A Lugol's iodine solution is an aqueous solution of elemental iodine and potassium iodide. This solution may be prepared in different strengths, typically $2{-}15~\%$, while the strength is determined by the content of elemental iodine (see this table from the Wikipedia article, but note that the first column's title is a bit misleading — the leftmost column lists the different strengths of Lugol's solution, and the other columns list the amount of the each constituent (iodine, iodide, total) in a solution of that strength).
Now, this is in essence an iodine solution, but it is prepared from iodine and potassium iodide due to solubility issues of elemental iodine. See this answer on Chemistry.SE to the question Preparation of iodine solution for a simple and concise explanation.

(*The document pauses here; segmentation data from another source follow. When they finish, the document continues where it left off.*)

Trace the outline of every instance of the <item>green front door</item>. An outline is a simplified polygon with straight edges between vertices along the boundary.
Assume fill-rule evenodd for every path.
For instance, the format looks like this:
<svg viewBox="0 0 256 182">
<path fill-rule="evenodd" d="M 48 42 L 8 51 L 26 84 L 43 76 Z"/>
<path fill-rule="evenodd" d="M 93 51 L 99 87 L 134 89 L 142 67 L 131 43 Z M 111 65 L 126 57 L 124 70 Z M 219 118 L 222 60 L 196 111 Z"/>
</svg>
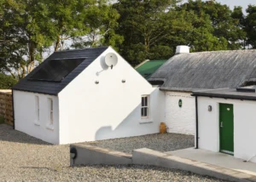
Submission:
<svg viewBox="0 0 256 182">
<path fill-rule="evenodd" d="M 219 104 L 219 144 L 220 152 L 234 154 L 233 105 Z"/>
</svg>

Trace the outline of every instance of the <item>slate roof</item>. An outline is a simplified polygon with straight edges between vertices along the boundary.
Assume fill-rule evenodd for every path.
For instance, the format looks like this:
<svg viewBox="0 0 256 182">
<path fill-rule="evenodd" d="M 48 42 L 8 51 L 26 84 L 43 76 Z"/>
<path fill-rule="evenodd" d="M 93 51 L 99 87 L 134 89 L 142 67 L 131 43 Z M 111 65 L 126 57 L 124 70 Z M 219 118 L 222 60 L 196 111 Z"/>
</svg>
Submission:
<svg viewBox="0 0 256 182">
<path fill-rule="evenodd" d="M 234 100 L 256 100 L 256 93 L 248 92 L 247 90 L 237 91 L 236 88 L 221 88 L 205 91 L 195 91 L 192 93 L 194 96 L 213 97 Z"/>
<path fill-rule="evenodd" d="M 138 65 L 135 69 L 144 78 L 148 79 L 151 75 L 154 73 L 166 61 L 166 60 L 148 60 Z"/>
<path fill-rule="evenodd" d="M 79 75 L 90 63 L 100 56 L 108 47 L 84 48 L 75 50 L 57 51 L 48 57 L 38 67 L 36 67 L 25 78 L 21 79 L 13 87 L 14 90 L 34 92 L 39 94 L 57 95 L 69 82 Z M 84 60 L 71 71 L 61 82 L 35 82 L 28 80 L 44 64 L 47 64 L 52 59 L 84 58 Z"/>
<path fill-rule="evenodd" d="M 188 91 L 244 86 L 256 82 L 256 50 L 212 51 L 172 57 L 149 78 L 163 90 Z"/>
</svg>

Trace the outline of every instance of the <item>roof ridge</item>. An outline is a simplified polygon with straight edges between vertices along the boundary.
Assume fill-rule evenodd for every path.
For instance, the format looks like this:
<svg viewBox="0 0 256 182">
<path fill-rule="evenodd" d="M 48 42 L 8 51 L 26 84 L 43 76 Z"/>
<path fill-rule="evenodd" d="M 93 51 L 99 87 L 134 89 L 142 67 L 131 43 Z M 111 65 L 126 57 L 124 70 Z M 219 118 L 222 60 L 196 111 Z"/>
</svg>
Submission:
<svg viewBox="0 0 256 182">
<path fill-rule="evenodd" d="M 102 48 L 107 48 L 108 46 L 102 46 L 98 48 L 79 48 L 79 49 L 69 49 L 69 50 L 58 50 L 55 51 L 55 53 L 63 53 L 63 52 L 75 52 L 75 51 L 82 51 L 82 50 L 94 50 L 94 49 L 102 49 Z"/>
<path fill-rule="evenodd" d="M 256 49 L 236 49 L 236 50 L 214 50 L 214 51 L 201 51 L 201 52 L 192 52 L 189 54 L 208 54 L 208 53 L 227 53 L 227 52 L 253 52 L 256 51 Z M 181 55 L 183 54 L 180 54 L 178 55 Z"/>
</svg>

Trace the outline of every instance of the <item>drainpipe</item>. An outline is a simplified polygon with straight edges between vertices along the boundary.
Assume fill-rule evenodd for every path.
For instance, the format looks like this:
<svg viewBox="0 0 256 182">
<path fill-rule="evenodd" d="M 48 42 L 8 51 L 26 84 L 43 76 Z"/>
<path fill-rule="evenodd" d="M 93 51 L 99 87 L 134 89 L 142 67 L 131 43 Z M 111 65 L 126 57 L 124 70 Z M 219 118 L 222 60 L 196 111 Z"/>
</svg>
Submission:
<svg viewBox="0 0 256 182">
<path fill-rule="evenodd" d="M 195 96 L 195 149 L 198 149 L 198 106 L 197 106 L 197 96 Z"/>
<path fill-rule="evenodd" d="M 13 122 L 14 122 L 14 126 L 13 128 L 15 129 L 15 100 L 14 100 L 14 89 L 12 89 L 12 98 L 13 98 Z"/>
</svg>

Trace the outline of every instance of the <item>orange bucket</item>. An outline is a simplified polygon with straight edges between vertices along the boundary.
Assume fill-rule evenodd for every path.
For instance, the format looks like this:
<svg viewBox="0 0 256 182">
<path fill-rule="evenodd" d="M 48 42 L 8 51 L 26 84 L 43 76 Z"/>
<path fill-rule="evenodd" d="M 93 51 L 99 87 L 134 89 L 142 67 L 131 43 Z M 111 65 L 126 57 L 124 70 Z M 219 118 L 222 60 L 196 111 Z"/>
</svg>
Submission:
<svg viewBox="0 0 256 182">
<path fill-rule="evenodd" d="M 160 126 L 160 134 L 166 134 L 166 125 L 165 122 L 161 122 Z"/>
</svg>

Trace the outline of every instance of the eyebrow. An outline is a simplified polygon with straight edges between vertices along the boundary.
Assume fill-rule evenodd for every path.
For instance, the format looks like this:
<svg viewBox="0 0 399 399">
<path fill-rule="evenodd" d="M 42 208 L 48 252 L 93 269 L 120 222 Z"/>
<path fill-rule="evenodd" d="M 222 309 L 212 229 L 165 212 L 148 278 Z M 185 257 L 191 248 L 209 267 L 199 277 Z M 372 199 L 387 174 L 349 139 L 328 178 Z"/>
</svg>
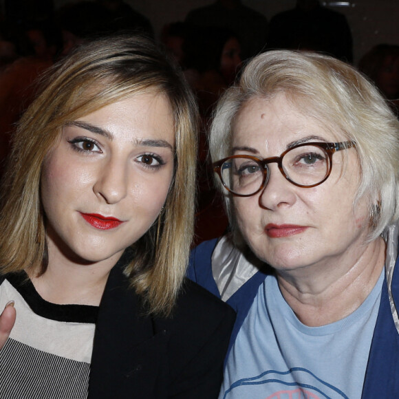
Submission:
<svg viewBox="0 0 399 399">
<path fill-rule="evenodd" d="M 91 125 L 91 123 L 88 123 L 87 122 L 74 120 L 73 122 L 70 122 L 68 124 L 67 124 L 67 126 L 76 126 L 77 127 L 80 127 L 80 129 L 88 130 L 91 133 L 103 136 L 103 137 L 105 137 L 106 138 L 110 140 L 112 140 L 114 138 L 114 135 L 109 130 L 107 130 L 106 129 L 103 129 L 98 126 L 96 126 L 94 125 Z M 166 140 L 148 138 L 142 140 L 135 140 L 134 142 L 137 143 L 138 145 L 142 147 L 169 148 L 171 150 L 173 151 L 173 147 L 171 144 L 171 143 L 169 143 Z"/>
<path fill-rule="evenodd" d="M 295 141 L 292 141 L 287 144 L 286 149 L 290 149 L 292 147 L 294 147 L 296 145 L 299 144 L 302 144 L 303 142 L 308 142 L 309 141 L 317 140 L 318 142 L 322 141 L 323 142 L 327 142 L 326 140 L 319 136 L 308 136 L 307 137 L 304 137 L 303 138 L 300 138 L 299 140 L 296 140 Z M 233 153 L 235 153 L 237 151 L 246 151 L 248 153 L 252 153 L 253 154 L 259 154 L 259 151 L 250 147 L 234 147 L 232 149 Z"/>
</svg>

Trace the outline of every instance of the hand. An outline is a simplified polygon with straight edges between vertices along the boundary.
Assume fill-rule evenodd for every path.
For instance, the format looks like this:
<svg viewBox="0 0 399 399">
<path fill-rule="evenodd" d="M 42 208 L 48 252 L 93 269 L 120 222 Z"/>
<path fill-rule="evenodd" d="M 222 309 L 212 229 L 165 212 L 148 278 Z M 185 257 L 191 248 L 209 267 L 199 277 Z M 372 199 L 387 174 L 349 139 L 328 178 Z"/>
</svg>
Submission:
<svg viewBox="0 0 399 399">
<path fill-rule="evenodd" d="M 14 301 L 10 301 L 6 305 L 3 313 L 0 315 L 0 349 L 3 349 L 14 327 L 16 316 Z"/>
</svg>

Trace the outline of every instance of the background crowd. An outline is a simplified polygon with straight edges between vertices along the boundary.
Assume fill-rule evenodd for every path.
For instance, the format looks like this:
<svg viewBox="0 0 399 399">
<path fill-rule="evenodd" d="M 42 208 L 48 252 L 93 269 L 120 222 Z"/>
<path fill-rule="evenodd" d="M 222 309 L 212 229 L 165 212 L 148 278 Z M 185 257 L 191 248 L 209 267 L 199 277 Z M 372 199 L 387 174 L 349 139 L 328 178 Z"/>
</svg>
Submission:
<svg viewBox="0 0 399 399">
<path fill-rule="evenodd" d="M 23 6 L 23 7 L 21 7 Z M 15 122 L 34 96 L 32 82 L 86 38 L 126 30 L 154 37 L 150 19 L 122 0 L 81 1 L 55 8 L 52 0 L 6 1 L 0 15 L 0 173 Z M 158 35 L 157 35 L 158 36 Z M 184 21 L 166 24 L 155 37 L 175 57 L 194 90 L 202 126 L 199 140 L 195 244 L 222 235 L 227 219 L 215 193 L 207 158 L 206 127 L 213 105 L 235 81 L 245 61 L 270 49 L 315 51 L 353 63 L 345 17 L 317 0 L 296 6 L 270 21 L 240 0 L 217 0 L 193 10 Z M 396 109 L 399 97 L 399 45 L 382 43 L 360 60 Z"/>
</svg>

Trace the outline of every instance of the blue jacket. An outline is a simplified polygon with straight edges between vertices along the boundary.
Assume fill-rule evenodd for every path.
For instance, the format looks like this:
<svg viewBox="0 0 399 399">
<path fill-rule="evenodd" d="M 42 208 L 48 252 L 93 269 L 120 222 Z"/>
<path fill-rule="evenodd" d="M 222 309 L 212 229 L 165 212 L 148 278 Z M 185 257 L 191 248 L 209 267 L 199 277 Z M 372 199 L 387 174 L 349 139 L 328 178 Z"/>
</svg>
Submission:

For the calculation of the amount of iodine and potassium iodide in solution, let us take $5~\%$ Lugol's solution, which is prepared from 5 grams of iodine and 7.5 grams of potassium iodide in $\pu{100 mL}$.

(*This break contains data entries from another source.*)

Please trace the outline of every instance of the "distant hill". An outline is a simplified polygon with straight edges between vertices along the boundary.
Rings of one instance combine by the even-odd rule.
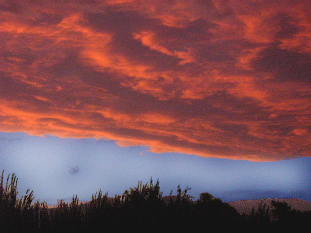
[[[265,204],[267,206],[270,206],[270,207],[272,201],[278,201],[279,202],[285,202],[291,207],[291,209],[300,210],[302,212],[311,210],[311,202],[298,199],[298,198],[284,199],[267,198],[259,200],[236,201],[235,202],[228,202],[227,203],[235,208],[239,213],[241,214],[243,213],[250,214],[252,212],[253,207],[254,207],[255,210],[256,210],[261,201],[262,201],[264,204]]]
[[[177,196],[166,196],[163,197],[163,200],[168,203],[170,200],[172,199],[175,201]],[[113,197],[108,197],[108,202],[112,204],[113,202],[114,198]],[[247,215],[250,214],[252,213],[252,209],[254,207],[255,210],[257,209],[258,206],[262,201],[264,204],[267,206],[271,206],[271,201],[279,201],[285,202],[288,206],[289,206],[291,209],[296,209],[296,210],[300,210],[302,212],[304,211],[311,210],[311,202],[299,199],[298,198],[288,198],[288,199],[272,199],[267,198],[265,199],[258,200],[246,200],[236,201],[235,202],[227,202],[233,208],[235,208],[238,212],[240,214],[245,214]],[[84,201],[79,202],[79,204],[85,204],[89,203],[89,201]],[[57,207],[57,205],[49,206],[48,208],[55,208]]]

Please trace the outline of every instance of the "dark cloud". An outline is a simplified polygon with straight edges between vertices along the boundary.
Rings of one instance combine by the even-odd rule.
[[[0,129],[207,157],[309,156],[306,2],[3,2]]]

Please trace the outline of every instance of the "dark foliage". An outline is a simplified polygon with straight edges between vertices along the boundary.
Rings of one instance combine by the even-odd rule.
[[[250,216],[208,193],[194,201],[178,186],[176,196],[163,199],[159,181],[125,190],[114,199],[101,190],[90,202],[79,203],[77,195],[70,204],[58,201],[54,208],[44,202],[32,203],[32,192],[20,199],[14,174],[0,183],[0,232],[270,232],[310,228],[311,211],[291,210],[285,203],[261,204]],[[299,227],[297,227],[297,226]]]

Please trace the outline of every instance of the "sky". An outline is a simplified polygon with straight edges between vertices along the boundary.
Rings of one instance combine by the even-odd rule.
[[[51,202],[151,176],[165,193],[311,200],[310,12],[0,0],[0,169]]]

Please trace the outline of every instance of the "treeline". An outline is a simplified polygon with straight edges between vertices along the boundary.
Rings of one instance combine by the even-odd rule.
[[[285,203],[272,207],[260,205],[250,216],[208,193],[194,201],[177,188],[176,196],[164,199],[158,181],[130,188],[109,199],[100,190],[90,202],[79,204],[74,196],[70,204],[59,201],[55,208],[32,203],[32,192],[18,198],[17,179],[13,174],[0,183],[0,232],[259,232],[307,227],[311,211],[291,210]]]

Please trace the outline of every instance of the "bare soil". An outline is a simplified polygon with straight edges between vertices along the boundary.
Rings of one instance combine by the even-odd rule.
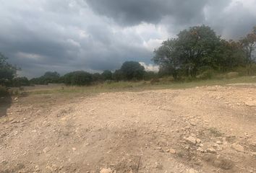
[[[0,172],[256,172],[256,86],[0,102]]]

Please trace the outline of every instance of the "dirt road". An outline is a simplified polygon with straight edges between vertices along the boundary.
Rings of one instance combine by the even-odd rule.
[[[1,173],[256,172],[255,86],[33,94],[6,112]]]

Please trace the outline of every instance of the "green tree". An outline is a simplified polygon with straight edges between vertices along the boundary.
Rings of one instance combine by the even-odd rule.
[[[220,37],[205,25],[184,30],[177,38],[168,39],[155,50],[153,61],[159,65],[160,71],[171,74],[177,79],[182,70],[195,77],[201,67],[211,66],[214,51],[220,44]]]
[[[83,71],[68,73],[64,76],[64,84],[67,85],[90,85],[93,81],[90,74]]]
[[[177,40],[168,39],[163,41],[158,49],[155,49],[155,56],[153,61],[159,66],[159,71],[161,75],[172,75],[176,79],[178,69],[180,68],[182,61],[180,52],[177,49]]]
[[[126,61],[122,64],[120,70],[126,80],[143,79],[145,68],[138,62]]]
[[[101,75],[99,73],[92,74],[93,81],[101,81],[103,80]]]
[[[255,61],[252,52],[255,50],[256,45],[256,26],[244,38],[240,40],[240,43],[246,55],[247,64],[249,65],[248,74],[250,74],[252,64]]]
[[[112,80],[112,72],[111,71],[106,70],[101,74],[101,76],[104,81]]]
[[[113,73],[113,79],[116,81],[119,81],[124,80],[124,74],[121,70],[116,70],[115,72]]]
[[[7,63],[6,56],[0,53],[0,85],[9,84],[16,76],[17,68]]]
[[[219,43],[220,37],[208,26],[192,27],[180,32],[176,49],[183,68],[195,77],[201,66],[211,66],[212,54]]]

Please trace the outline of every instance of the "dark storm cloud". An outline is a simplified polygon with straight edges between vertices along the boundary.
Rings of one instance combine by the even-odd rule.
[[[0,52],[29,77],[152,63],[181,30],[205,24],[237,38],[256,21],[255,0],[0,0]]]
[[[93,9],[123,25],[142,22],[157,24],[165,16],[174,16],[181,23],[202,21],[207,0],[86,0]]]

If we have $\pu{5 g}\ (\pu{5000 mg})$ of iodine and $\pu{7.5 g}\ (\pu{7500 mg})$ of potassium iodide in $\pu{100 mL}$, then after dividing by $100$, we have $\pu{50 mg}$ of iodine and $\pu{75 mg}$ of potassium iodide in $\pu{1 mL}$.
Since the commonly accepted volume of one drop is $1/20\ (5~\%)$ of $\pu{1 mL}$, then by multiplying $\pu{50 mg}$ and $\pu{75 mg}$ by $0.05$, we get $\pu{2.5 mg}$ of iodine and $\pu{3.75 mg}$ of potassium iodide in one drop of the solution.
For better clarity, here is the calculation again for I2 content:
$$\frac{\pu{5 g}}{\pu{100 ml}}\cdot \frac{\pu{1000 mg}}{\pu{1 g}} = \frac{\pu{50 mg}}{\pu{1 mL}} \\ \Longrightarrow \frac{\pu{50 mg}}{\pu{1 mL}}\cdot \frac{\pu{1 mL}}{\pu{20 drops}} = \frac{\pu{2.5 mg}}{\pu{1 drop}}$$
Do the same for $\pu{7.5 g}$ of potassium iodide to get $\pu{3.75 mg/drop}$.
A word about the actual iodine content of the solution following Jan's comment:
In principle, masses can always be added up (unlike volumes, which should not be added up, due to possible interactions between certain solvents — see here).
Therefore, we can say that the total mass of solutes in one drop is $$\pu{2.5mg}+\pu{3.75 mg} = \pu{6.25 mg}$$ ($\pu{12.5 mg}$ in two drops, per OP question). However, we cannot say that two drops contain $\pu{12.5 mg}$ of iodine, because the solution contains both elemental iodine (I2) and potassium iodide (KI), which are two different constituents. Since KI's role in the solution is to facilitate dissolution of elemental iodine molecules (see description of chemical properties, including equations, here), iodide content is irrelevant and the solution's strength reflects only iodine's content.
In other words, $\pu{12.5 mg}$ is the total quantity of solutes in two drops of Lugol's solution, but this quantity has no practical meaning, since the active ingredient is iodine, and its amount in 2 drops of $5~\%$ Lugol's solution is $\pu{5 mg}$.